The OC premiered when I was a freshman in high school, and ended the same year I graduated. It was my high school show. It was soapy and oftentimes terrible, but that first season - where Fox kept adding episodes to their order that the showrunner and writers weren’t prepared to write - is truly remarkable. It helped bring back the primetime teen drama, it was just before ratings started to dip, and ended just before the Writer’s Strike that hurt so many other shows during that time. I hardly actually related to any of the characters, but I loved them all the same, mostly because my own family was located just up the street in Orange County - and I knew that the Newport Beach and Chino Hills shown in the series were not that way in real life.

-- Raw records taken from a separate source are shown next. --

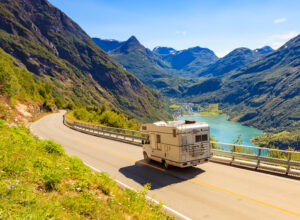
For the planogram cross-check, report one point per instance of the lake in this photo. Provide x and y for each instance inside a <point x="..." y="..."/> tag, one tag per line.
<point x="227" y="131"/>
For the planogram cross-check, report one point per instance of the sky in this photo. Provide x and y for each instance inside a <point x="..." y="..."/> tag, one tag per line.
<point x="220" y="25"/>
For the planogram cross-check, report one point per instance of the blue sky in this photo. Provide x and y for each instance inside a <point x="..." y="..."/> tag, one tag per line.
<point x="221" y="25"/>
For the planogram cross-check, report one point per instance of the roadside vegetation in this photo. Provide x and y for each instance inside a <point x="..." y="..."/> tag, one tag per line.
<point x="211" y="110"/>
<point x="103" y="116"/>
<point x="39" y="181"/>
<point x="283" y="140"/>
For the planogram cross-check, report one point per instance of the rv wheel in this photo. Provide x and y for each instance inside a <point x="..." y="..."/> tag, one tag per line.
<point x="146" y="158"/>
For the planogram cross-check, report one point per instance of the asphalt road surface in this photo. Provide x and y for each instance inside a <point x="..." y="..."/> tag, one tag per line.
<point x="208" y="191"/>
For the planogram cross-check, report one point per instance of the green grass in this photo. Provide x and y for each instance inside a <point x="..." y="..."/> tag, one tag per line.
<point x="103" y="116"/>
<point x="283" y="140"/>
<point x="211" y="110"/>
<point x="39" y="181"/>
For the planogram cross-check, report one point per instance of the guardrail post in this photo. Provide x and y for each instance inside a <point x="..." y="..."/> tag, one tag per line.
<point x="233" y="150"/>
<point x="133" y="136"/>
<point x="288" y="166"/>
<point x="258" y="159"/>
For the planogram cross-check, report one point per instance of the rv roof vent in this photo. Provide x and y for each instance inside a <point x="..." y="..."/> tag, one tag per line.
<point x="190" y="121"/>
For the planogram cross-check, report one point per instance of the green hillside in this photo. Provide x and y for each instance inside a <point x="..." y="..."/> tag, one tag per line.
<point x="264" y="94"/>
<point x="54" y="48"/>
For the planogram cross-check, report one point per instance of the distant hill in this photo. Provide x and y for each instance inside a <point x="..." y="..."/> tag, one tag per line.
<point x="107" y="44"/>
<point x="234" y="60"/>
<point x="264" y="93"/>
<point x="53" y="47"/>
<point x="147" y="67"/>
<point x="187" y="63"/>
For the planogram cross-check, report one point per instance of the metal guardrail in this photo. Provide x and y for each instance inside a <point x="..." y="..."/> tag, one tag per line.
<point x="256" y="157"/>
<point x="124" y="135"/>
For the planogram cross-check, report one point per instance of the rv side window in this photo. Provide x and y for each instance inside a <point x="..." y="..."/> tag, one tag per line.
<point x="158" y="139"/>
<point x="198" y="138"/>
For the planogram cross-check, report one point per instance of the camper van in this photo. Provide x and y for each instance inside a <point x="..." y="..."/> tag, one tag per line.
<point x="178" y="143"/>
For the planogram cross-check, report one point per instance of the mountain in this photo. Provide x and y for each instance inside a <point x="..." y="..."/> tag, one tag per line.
<point x="53" y="47"/>
<point x="148" y="67"/>
<point x="189" y="62"/>
<point x="264" y="94"/>
<point x="107" y="44"/>
<point x="234" y="60"/>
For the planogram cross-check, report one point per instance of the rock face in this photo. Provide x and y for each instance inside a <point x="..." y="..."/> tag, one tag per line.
<point x="264" y="93"/>
<point x="234" y="60"/>
<point x="189" y="62"/>
<point x="57" y="50"/>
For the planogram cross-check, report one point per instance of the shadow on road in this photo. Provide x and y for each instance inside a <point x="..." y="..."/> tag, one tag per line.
<point x="144" y="174"/>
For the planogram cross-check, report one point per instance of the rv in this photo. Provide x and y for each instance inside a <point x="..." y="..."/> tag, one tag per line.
<point x="177" y="143"/>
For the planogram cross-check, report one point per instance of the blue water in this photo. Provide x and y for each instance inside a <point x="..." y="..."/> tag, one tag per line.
<point x="227" y="131"/>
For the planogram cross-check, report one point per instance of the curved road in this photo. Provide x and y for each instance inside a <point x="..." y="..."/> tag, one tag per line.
<point x="209" y="191"/>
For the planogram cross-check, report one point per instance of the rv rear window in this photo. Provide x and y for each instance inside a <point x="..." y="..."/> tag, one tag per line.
<point x="198" y="138"/>
<point x="204" y="137"/>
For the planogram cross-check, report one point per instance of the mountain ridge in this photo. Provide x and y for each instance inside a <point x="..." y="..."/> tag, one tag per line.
<point x="58" y="51"/>
<point x="237" y="58"/>
<point x="265" y="93"/>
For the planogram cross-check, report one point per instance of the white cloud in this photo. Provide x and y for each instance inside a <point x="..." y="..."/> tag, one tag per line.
<point x="286" y="36"/>
<point x="280" y="20"/>
<point x="278" y="40"/>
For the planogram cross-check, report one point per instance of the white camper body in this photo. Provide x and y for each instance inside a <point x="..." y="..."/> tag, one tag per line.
<point x="177" y="143"/>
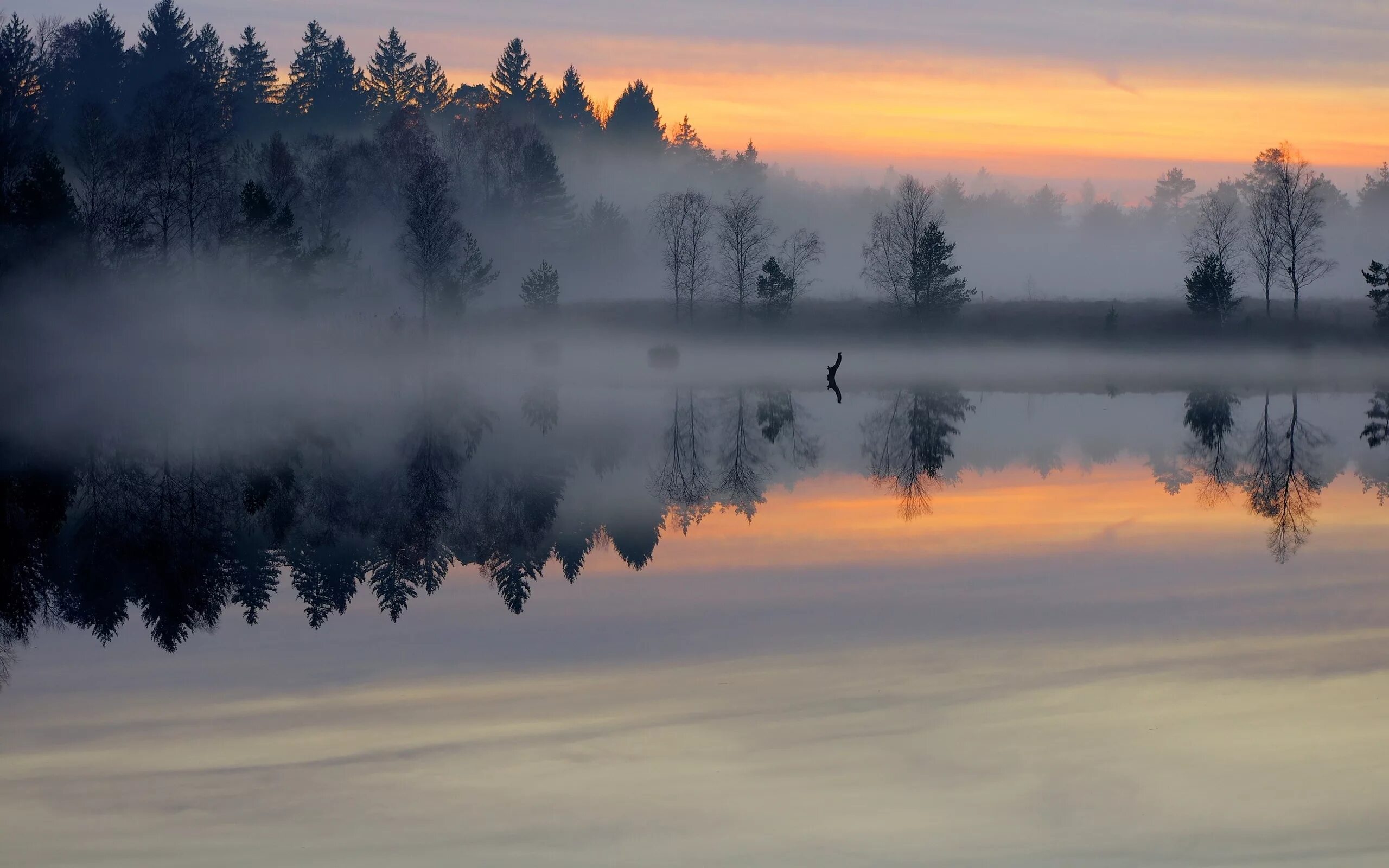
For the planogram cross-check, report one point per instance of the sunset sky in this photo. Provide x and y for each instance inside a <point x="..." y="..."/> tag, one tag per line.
<point x="1056" y="92"/>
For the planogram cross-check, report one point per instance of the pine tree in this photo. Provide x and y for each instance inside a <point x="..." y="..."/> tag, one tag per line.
<point x="541" y="194"/>
<point x="541" y="288"/>
<point x="1378" y="279"/>
<point x="688" y="145"/>
<point x="467" y="282"/>
<point x="210" y="61"/>
<point x="933" y="288"/>
<point x="251" y="78"/>
<point x="635" y="122"/>
<point x="343" y="100"/>
<point x="164" y="46"/>
<point x="93" y="74"/>
<point x="1210" y="289"/>
<point x="306" y="74"/>
<point x="573" y="107"/>
<point x="775" y="291"/>
<point x="513" y="84"/>
<point x="432" y="90"/>
<point x="267" y="228"/>
<point x="18" y="105"/>
<point x="392" y="74"/>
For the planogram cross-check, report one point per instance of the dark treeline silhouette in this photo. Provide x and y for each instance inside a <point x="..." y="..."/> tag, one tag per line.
<point x="163" y="153"/>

The show is centered on Ryan Atwood, a teenager from a seedy part of town and a family that doesn’t really care about him. Ryan gets adopted by his one time lawyer Sandy Cohen and his wife Kirsten, who live in Newport, after his mom and her latest boyfriend abandon him. The Cohens already have a son, Seth, who has been an only child and an outcast in his school because he’s the nerdy kid. Okay, maybe I related to Seth the most.


“The Homecoming” is, of course, the Cohens’ first Thanksgiving with Ryan as a part of their family, and the first time Ryan goes back to Chino since the first two episodes of the series. He gets a call from his brother Trey, who is currently in jail for stealing a car, and is asked to come visit. While Ryan is doing that, showing his new girlfriend Marissa his old neighborhood, the Cohens back in Newport are dealing with their first world problems of uninvited guests and Seth trying to make out with two girls that he likes without either girl finding out. Spoiler alert: they both find out.

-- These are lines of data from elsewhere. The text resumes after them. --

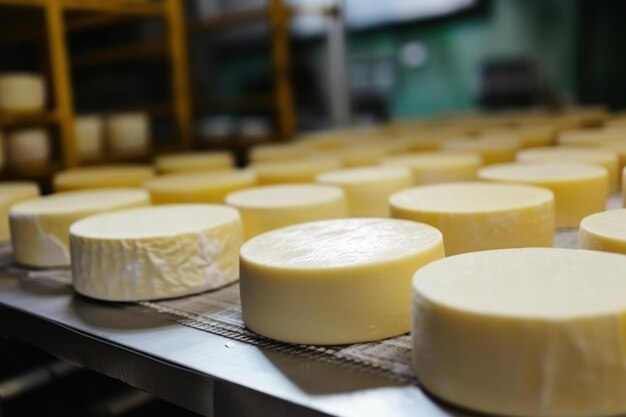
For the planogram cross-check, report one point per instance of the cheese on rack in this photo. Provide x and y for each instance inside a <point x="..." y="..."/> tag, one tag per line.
<point x="603" y="157"/>
<point x="523" y="332"/>
<point x="274" y="206"/>
<point x="156" y="252"/>
<point x="198" y="187"/>
<point x="12" y="192"/>
<point x="39" y="227"/>
<point x="22" y="92"/>
<point x="579" y="189"/>
<point x="605" y="231"/>
<point x="193" y="161"/>
<point x="334" y="281"/>
<point x="101" y="176"/>
<point x="434" y="167"/>
<point x="477" y="216"/>
<point x="368" y="189"/>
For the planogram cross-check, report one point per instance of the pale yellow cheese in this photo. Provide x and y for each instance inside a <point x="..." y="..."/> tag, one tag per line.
<point x="156" y="252"/>
<point x="198" y="187"/>
<point x="435" y="167"/>
<point x="39" y="227"/>
<point x="22" y="92"/>
<point x="193" y="161"/>
<point x="523" y="332"/>
<point x="102" y="176"/>
<point x="274" y="206"/>
<point x="12" y="192"/>
<point x="368" y="189"/>
<point x="579" y="189"/>
<point x="334" y="281"/>
<point x="477" y="216"/>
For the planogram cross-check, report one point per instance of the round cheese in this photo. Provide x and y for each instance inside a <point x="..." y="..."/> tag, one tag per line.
<point x="198" y="187"/>
<point x="12" y="192"/>
<point x="334" y="281"/>
<point x="435" y="167"/>
<point x="579" y="189"/>
<point x="523" y="332"/>
<point x="40" y="227"/>
<point x="193" y="161"/>
<point x="275" y="206"/>
<point x="368" y="189"/>
<point x="101" y="176"/>
<point x="477" y="216"/>
<point x="156" y="252"/>
<point x="22" y="92"/>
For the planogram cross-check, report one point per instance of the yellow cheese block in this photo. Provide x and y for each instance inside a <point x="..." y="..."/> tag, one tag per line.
<point x="293" y="171"/>
<point x="602" y="157"/>
<point x="368" y="189"/>
<point x="198" y="187"/>
<point x="193" y="161"/>
<point x="523" y="332"/>
<point x="102" y="176"/>
<point x="173" y="250"/>
<point x="334" y="281"/>
<point x="435" y="167"/>
<point x="40" y="227"/>
<point x="477" y="216"/>
<point x="12" y="192"/>
<point x="274" y="206"/>
<point x="579" y="189"/>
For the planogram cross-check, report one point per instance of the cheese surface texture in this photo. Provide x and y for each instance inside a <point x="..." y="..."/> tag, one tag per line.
<point x="523" y="332"/>
<point x="579" y="189"/>
<point x="334" y="281"/>
<point x="198" y="187"/>
<point x="368" y="189"/>
<point x="274" y="206"/>
<point x="478" y="216"/>
<point x="156" y="252"/>
<point x="40" y="227"/>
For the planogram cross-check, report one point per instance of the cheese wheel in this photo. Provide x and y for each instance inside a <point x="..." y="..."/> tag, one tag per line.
<point x="275" y="206"/>
<point x="293" y="171"/>
<point x="435" y="167"/>
<point x="523" y="332"/>
<point x="193" y="161"/>
<point x="477" y="216"/>
<point x="368" y="189"/>
<point x="89" y="132"/>
<point x="198" y="187"/>
<point x="602" y="157"/>
<point x="12" y="192"/>
<point x="40" y="227"/>
<point x="101" y="176"/>
<point x="174" y="251"/>
<point x="579" y="189"/>
<point x="334" y="281"/>
<point x="22" y="92"/>
<point x="128" y="133"/>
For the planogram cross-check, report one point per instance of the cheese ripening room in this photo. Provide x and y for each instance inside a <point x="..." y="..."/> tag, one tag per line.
<point x="354" y="208"/>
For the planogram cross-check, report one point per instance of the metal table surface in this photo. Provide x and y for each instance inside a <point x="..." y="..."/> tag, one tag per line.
<point x="203" y="372"/>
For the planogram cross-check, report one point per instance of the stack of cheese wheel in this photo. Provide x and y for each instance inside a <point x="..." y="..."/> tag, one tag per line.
<point x="174" y="250"/>
<point x="477" y="216"/>
<point x="322" y="282"/>
<point x="368" y="189"/>
<point x="40" y="227"/>
<point x="523" y="332"/>
<point x="273" y="206"/>
<point x="196" y="161"/>
<point x="198" y="187"/>
<point x="579" y="189"/>
<point x="12" y="192"/>
<point x="102" y="176"/>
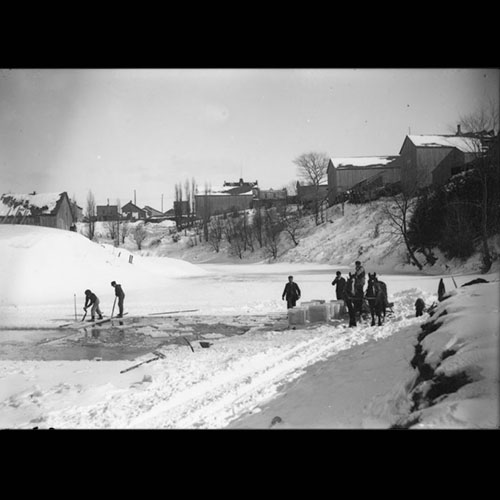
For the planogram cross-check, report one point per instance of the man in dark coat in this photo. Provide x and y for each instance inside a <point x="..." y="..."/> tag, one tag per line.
<point x="121" y="296"/>
<point x="91" y="299"/>
<point x="359" y="284"/>
<point x="419" y="307"/>
<point x="291" y="292"/>
<point x="441" y="290"/>
<point x="340" y="282"/>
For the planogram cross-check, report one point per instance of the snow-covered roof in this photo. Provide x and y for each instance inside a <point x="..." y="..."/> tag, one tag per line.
<point x="230" y="191"/>
<point x="29" y="204"/>
<point x="464" y="144"/>
<point x="362" y="161"/>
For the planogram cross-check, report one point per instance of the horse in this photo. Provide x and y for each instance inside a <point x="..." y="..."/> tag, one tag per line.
<point x="376" y="295"/>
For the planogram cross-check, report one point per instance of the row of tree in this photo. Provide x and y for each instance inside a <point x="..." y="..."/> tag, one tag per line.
<point x="461" y="215"/>
<point x="247" y="231"/>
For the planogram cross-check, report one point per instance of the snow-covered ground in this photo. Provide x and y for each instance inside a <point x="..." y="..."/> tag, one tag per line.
<point x="207" y="388"/>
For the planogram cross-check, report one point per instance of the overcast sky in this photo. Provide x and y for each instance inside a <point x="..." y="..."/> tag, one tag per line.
<point x="115" y="130"/>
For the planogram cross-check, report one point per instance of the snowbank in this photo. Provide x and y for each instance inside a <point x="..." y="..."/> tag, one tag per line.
<point x="456" y="380"/>
<point x="207" y="388"/>
<point x="42" y="265"/>
<point x="363" y="233"/>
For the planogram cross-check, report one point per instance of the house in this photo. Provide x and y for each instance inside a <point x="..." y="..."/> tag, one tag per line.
<point x="107" y="212"/>
<point x="231" y="196"/>
<point x="132" y="211"/>
<point x="77" y="211"/>
<point x="270" y="197"/>
<point x="347" y="173"/>
<point x="152" y="213"/>
<point x="307" y="194"/>
<point x="429" y="159"/>
<point x="182" y="208"/>
<point x="37" y="209"/>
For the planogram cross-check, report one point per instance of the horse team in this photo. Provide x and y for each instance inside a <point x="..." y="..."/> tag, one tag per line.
<point x="351" y="291"/>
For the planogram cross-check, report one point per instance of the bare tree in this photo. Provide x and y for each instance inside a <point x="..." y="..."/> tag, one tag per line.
<point x="398" y="210"/>
<point x="112" y="229"/>
<point x="482" y="128"/>
<point x="91" y="215"/>
<point x="272" y="230"/>
<point x="178" y="206"/>
<point x="194" y="191"/>
<point x="215" y="232"/>
<point x="206" y="210"/>
<point x="291" y="223"/>
<point x="312" y="168"/>
<point x="257" y="226"/>
<point x="139" y="234"/>
<point x="124" y="230"/>
<point x="187" y="192"/>
<point x="234" y="233"/>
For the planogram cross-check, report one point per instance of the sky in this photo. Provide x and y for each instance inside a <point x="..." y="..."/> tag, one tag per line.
<point x="113" y="131"/>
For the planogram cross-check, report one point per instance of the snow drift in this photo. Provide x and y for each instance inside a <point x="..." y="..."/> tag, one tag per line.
<point x="44" y="265"/>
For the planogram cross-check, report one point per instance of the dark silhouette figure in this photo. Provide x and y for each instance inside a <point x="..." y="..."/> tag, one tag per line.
<point x="340" y="282"/>
<point x="91" y="299"/>
<point x="376" y="294"/>
<point x="348" y="299"/>
<point x="419" y="307"/>
<point x="121" y="297"/>
<point x="291" y="292"/>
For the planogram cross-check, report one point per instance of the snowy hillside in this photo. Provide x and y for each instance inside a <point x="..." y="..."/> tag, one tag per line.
<point x="362" y="233"/>
<point x="44" y="265"/>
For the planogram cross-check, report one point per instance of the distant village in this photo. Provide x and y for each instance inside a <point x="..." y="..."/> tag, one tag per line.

It’s incredibly soapy, but charming. Every actor plays every scene without the sort of disingenuous twinkle that some of those soap operas can get. They treat it seriously, because the adults are all serious actors. Peter Gallagher, Tate Donovan, Melinda Clarke, Alan Dale, Kelly Rowan - a laundry list of great and under-appreciated talents that carry the show when things get too teenager-y. And they all look like they are having fun with the material. All of the over the top drama is balance by comedy as the characters lament about how ridiculous their lives are. It’s self-aware in a way that most dramas like that weren’t.


This episode is 17 years old (god, it’s a teenager itself) and I couldn’t tell you how many times I’ve watched it. The jokes are still good, the characters still lovable or loathsome, the drama still juicy. Even as I know every beat, every commercial break, it’s a source of comfort. It’s a Thanksgiving I never had, this type of drama, and I’m thankful for that in itself. While I love looking into the window of this fictional Orange County - I am thankful for my own version. The episode itself is even about keeping the things you love in your old life, like Trey and his ex-girlfriend Theresa, and settling into your new life, with your chosen family.


So even as I settle with the fact that I cannot spend time with my actual OC family, I am able to spend time with my fictional OC family - thanks to technology and streaming services like HBOMax. I will FaceTime my grandmother and talk about our plans and tell her how much I miss her and wish I were sitting next to her in Huntington Beach, and I will watch “The Homecoming” probably more than once in the coming 24 hours, while I have dinner with my boyfriend, and his mom and brother - the side of my family that I can spend time with.


After this year of trauma, of incredible hardships and drama in real life, I am thankful that we’re all healthy and able to spend time with each other. That we’re safe, and cared for, and that I am able to step away and watch a little bit of fake Thanksgiving too.